Scharfmacher auf allen Seiten

In den letzten Tagen habe ich von befreundeten Christen in der Türkei gehört, dass in ihrer Stadt ein islamistischer Kongress gegen christliche Gemeinden und Missionare stattfindet. Auf dem Plakat (das inzwischen verboten, aber nicht vollständig abgehängt wurde) war eine Schlange mit Kreuz um den Hals abgebildet. Steinwürfe auf das Gemeindehaus und Drohungen gab es ohnehin schon. Und an die Morde von Malatya erinnert sich jeder noch gut – denen ging offenbar ähnliche Propaganda voraus.

Die Entrüstung über solche Vorgänge blieb mir allerdings fast im Halse stecken, als ich gestern in der Tageszeitung von einem „christlichen“ Hilfswerk las, dessen Leiter in einem Spendenbrief kritisierte, dass Türken die deutsche Staatsangehörigkeit bekommen, und unterstellte, dass in allen (!) Moscheen gegen Deutsch gehetzt und für den Terror trainiert werde.

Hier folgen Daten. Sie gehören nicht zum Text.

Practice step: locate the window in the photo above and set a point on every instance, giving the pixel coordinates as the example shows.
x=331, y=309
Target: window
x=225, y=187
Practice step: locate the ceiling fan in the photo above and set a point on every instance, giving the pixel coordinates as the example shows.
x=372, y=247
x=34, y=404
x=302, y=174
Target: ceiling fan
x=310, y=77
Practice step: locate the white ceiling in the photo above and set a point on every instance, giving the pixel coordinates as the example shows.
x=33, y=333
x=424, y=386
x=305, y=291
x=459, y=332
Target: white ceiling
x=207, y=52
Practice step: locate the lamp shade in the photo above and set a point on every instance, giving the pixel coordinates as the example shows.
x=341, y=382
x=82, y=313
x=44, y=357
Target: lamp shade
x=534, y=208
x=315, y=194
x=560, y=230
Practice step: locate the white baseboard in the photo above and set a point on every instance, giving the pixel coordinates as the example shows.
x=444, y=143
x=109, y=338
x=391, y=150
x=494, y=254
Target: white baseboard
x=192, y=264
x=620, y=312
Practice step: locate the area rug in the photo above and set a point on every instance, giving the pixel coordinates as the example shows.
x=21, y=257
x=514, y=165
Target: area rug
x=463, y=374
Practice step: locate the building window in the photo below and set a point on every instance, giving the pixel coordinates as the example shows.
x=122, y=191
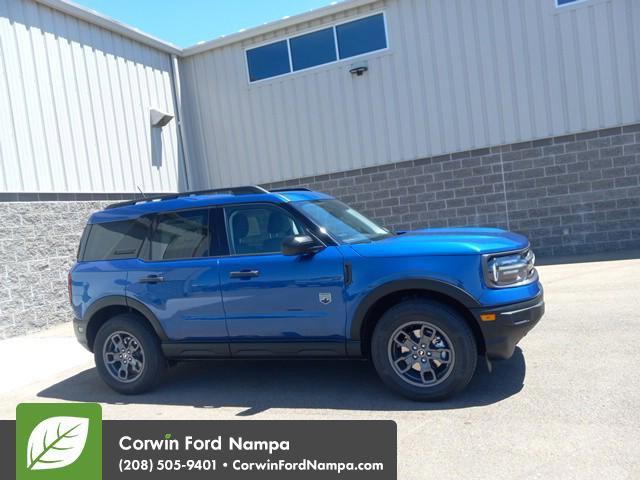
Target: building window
x=311, y=49
x=268, y=61
x=361, y=36
x=560, y=3
x=329, y=44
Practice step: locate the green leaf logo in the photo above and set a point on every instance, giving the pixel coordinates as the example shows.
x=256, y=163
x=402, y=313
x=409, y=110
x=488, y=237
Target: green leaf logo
x=56, y=442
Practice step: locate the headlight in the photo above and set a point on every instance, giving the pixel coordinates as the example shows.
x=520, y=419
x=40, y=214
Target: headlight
x=509, y=269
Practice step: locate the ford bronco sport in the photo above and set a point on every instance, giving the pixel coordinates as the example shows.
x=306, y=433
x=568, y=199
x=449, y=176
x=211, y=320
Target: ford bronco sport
x=246, y=272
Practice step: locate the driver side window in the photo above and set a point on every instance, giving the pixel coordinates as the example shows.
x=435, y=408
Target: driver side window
x=259, y=229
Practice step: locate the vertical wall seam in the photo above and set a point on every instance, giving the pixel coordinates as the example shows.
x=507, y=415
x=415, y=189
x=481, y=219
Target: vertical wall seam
x=563, y=75
x=496, y=73
x=632, y=57
x=580, y=71
x=513, y=85
x=596, y=62
x=12, y=116
x=544, y=65
x=527, y=68
x=465, y=78
x=54, y=103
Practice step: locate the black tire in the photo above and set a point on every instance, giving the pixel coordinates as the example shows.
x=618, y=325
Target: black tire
x=154, y=364
x=455, y=329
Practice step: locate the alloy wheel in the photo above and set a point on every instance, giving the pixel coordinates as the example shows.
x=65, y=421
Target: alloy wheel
x=421, y=354
x=123, y=356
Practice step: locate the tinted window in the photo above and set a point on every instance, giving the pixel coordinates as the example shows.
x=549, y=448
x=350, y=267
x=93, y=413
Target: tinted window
x=268, y=61
x=313, y=49
x=113, y=240
x=361, y=36
x=259, y=229
x=181, y=235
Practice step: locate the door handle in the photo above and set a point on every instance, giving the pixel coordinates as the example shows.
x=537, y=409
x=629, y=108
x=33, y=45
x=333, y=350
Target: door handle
x=151, y=279
x=244, y=274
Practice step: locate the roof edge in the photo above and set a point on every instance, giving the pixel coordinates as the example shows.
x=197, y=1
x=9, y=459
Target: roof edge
x=335, y=7
x=113, y=25
x=108, y=23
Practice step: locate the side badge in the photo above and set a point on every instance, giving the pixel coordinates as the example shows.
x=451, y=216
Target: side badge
x=325, y=298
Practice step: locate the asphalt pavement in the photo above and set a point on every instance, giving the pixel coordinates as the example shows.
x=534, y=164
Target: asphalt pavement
x=567, y=405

In beiden Fällen – hier wie in der Türkei – sind nun die Behörden aktiv geworden. Das ist gut zu wissen. Beunruhigend bleibt die Tatsache, dass es überall Scharfmacher gibt, und dass wohl auch im konservativen Christentum die Abgrenzungen am rechten Rand viel zu spät und viel zu lasch erfolgen. Wir können es uns gerade im Blick auch Christen in islamischen Ländern nicht leisten, dass der Unterschied zwischen den Parolen von Rechtsradikalen und einem „christlichen Missionswerk“ nicht mehr erkennbar ist. Wir können es uns – zumal als Nachfolger des Friedefürsten – auch nicht leisten, die Taten der Extremisten auf der einen Seite als Rechtfertigung für pauschale Verdächtigungen und Panikmache auf den anderen heranzuziehen.